Prodigy Profile: Alireza Firouzja


When we think about countries with strong chess traditions, Iran does not spring quickly to mind. More likely we think of Russia first, then other former Soviet nations, along with India and China, and maybe the United States. As for Iran? Well, they were seeded 39th at the 2014 Olympiad, and finished in the massive tie for 35th through 60th places. With just 9 GMs in the country, and only two players currently rated 2500+, Iran is not exactly a chess powerhouse. Right now.

The next decade could well see that change, however. Iran boasts 5 of the 65 highest rated players in the world born this millennium, along with a handful of other talented players sitting just outside the top-100 of the U15 rankings. And the star of this group of promising youngsters is Alireza Firouzja, currently the #1 ranked U12 player in the world!

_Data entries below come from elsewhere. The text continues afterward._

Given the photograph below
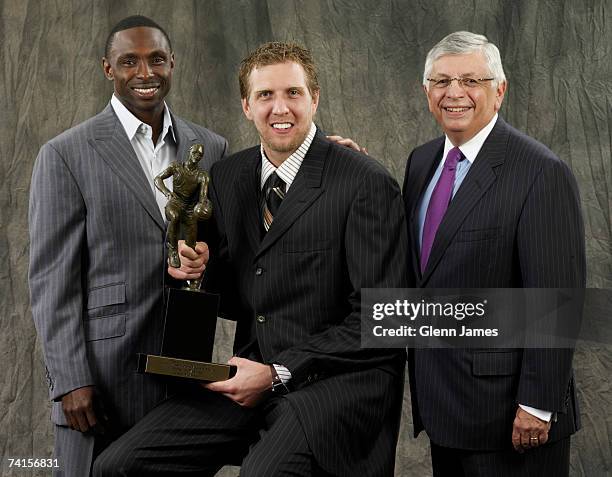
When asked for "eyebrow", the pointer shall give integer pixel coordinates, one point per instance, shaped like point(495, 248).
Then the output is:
point(153, 53)
point(464, 75)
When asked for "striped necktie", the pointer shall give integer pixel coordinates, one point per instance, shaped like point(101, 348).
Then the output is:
point(438, 203)
point(274, 193)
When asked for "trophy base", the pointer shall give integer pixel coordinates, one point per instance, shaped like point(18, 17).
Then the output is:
point(184, 368)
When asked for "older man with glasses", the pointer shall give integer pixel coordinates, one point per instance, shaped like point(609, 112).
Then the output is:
point(489, 207)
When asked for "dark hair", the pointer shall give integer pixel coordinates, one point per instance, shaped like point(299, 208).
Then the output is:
point(132, 22)
point(278, 52)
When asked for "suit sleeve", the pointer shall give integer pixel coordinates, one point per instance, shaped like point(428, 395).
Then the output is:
point(57, 218)
point(375, 247)
point(551, 252)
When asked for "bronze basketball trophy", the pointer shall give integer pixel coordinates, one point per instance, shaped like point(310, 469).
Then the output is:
point(191, 314)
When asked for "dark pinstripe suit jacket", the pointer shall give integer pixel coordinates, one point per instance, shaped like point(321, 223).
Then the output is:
point(515, 222)
point(97, 267)
point(341, 227)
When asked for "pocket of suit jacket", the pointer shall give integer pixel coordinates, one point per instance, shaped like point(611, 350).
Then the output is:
point(104, 306)
point(496, 363)
point(477, 235)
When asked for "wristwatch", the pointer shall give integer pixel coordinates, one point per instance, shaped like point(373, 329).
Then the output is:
point(278, 387)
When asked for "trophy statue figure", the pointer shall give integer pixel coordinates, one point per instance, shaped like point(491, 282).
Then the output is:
point(190, 316)
point(187, 203)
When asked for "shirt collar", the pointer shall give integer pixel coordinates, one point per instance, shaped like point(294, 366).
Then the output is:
point(290, 166)
point(131, 123)
point(471, 148)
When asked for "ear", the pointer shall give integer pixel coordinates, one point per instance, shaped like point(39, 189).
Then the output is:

Firouzja’s peak rating of 2332, achieved in the November, 2014 rating list, is the 11th highest rating ever achieved by a player under 12 (higher than Wei Yi or Magnus Carlsen’s ratings at the same age). While the rating dipped in January, even Firouzja’s current 2305 mark is good enough to rate as the 11th highest at or before his current age of 11.63 years.

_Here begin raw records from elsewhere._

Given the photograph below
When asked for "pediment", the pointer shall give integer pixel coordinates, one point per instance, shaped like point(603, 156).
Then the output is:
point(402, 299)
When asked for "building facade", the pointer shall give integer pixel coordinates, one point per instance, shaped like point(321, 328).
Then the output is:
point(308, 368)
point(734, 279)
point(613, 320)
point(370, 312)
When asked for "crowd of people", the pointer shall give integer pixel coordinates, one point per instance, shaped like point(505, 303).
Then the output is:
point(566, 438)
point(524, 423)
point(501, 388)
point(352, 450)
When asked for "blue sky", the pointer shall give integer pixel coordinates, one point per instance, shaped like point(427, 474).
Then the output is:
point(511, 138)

At the time of this post, Firouzja is currently competing in the top group of the Khazar International Open, where he will have the opportunity to compete against foreign GMs and perhaps achieve a new higher peak rating with a strong result. And perhaps in another decade Firouzja might find himself headlining an Iranian team that is placing significantly higher than 35th in a Chess Olympiad!

Note: This youngster’s name is correctly spelled “Alireza Firouzjah”, per Iranian chess news site Achmaz, but for this article we will use the name as it appears in FIDE’s registry.

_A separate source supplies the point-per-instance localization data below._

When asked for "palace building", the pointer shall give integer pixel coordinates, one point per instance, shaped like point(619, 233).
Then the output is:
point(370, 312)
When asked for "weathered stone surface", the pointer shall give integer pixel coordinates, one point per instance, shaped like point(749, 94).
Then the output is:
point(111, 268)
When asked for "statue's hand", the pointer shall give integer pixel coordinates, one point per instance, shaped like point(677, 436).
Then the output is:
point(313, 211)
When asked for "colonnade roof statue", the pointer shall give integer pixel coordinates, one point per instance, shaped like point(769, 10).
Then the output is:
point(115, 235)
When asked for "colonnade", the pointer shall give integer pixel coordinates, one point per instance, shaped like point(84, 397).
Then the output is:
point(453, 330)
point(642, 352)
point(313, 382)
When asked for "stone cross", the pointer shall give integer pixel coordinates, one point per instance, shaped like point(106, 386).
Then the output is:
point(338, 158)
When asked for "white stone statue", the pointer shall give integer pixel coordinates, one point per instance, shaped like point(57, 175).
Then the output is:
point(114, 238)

Prodigy Profile: Sam Sevian


GM Sevian is the youngest grandmaster in USA history, achieving the title at the age of 13 years, 10 months, and 27 days. In November of 2012, his rating was so high for his age group that he managed to win the U12 World Championship, scoring 9 out of a possible 11 points, and he still LOST rating points. His prodigy status peaked with his rating of 2385 on the January 2013 rating list, published when Sevian was 12.02 years old. At that point he was tied with Peter Leko as the fifth highest rated player ever, at or before his age.

Between Sevian’s 12th and 13th birthdays, his stock as a potential record setter slipped slightly, as he picked up only 16 rating points in the 12 month span, but over the last year he has gone on a tear. Since the beginning of 2014, Sevian has picked up his IM and GM titles, and gained 130 rating points in the last 13 months (as of the February 2015 rating list). His rating is just two points shy of being among the 10 best ever achieved at his current age, and only 50 points behind Magnus Calsen’s record for highest rating EVER by 14 years and 1 month old. If he keeps racking up rating points at this average of 10 per month, he may yet have hope of setting a world rating record. 110 points in the next 11 months, for instance, would put him at 2641, which would break Wei Yi’s record of the highest rating ever achieved at the age of 15.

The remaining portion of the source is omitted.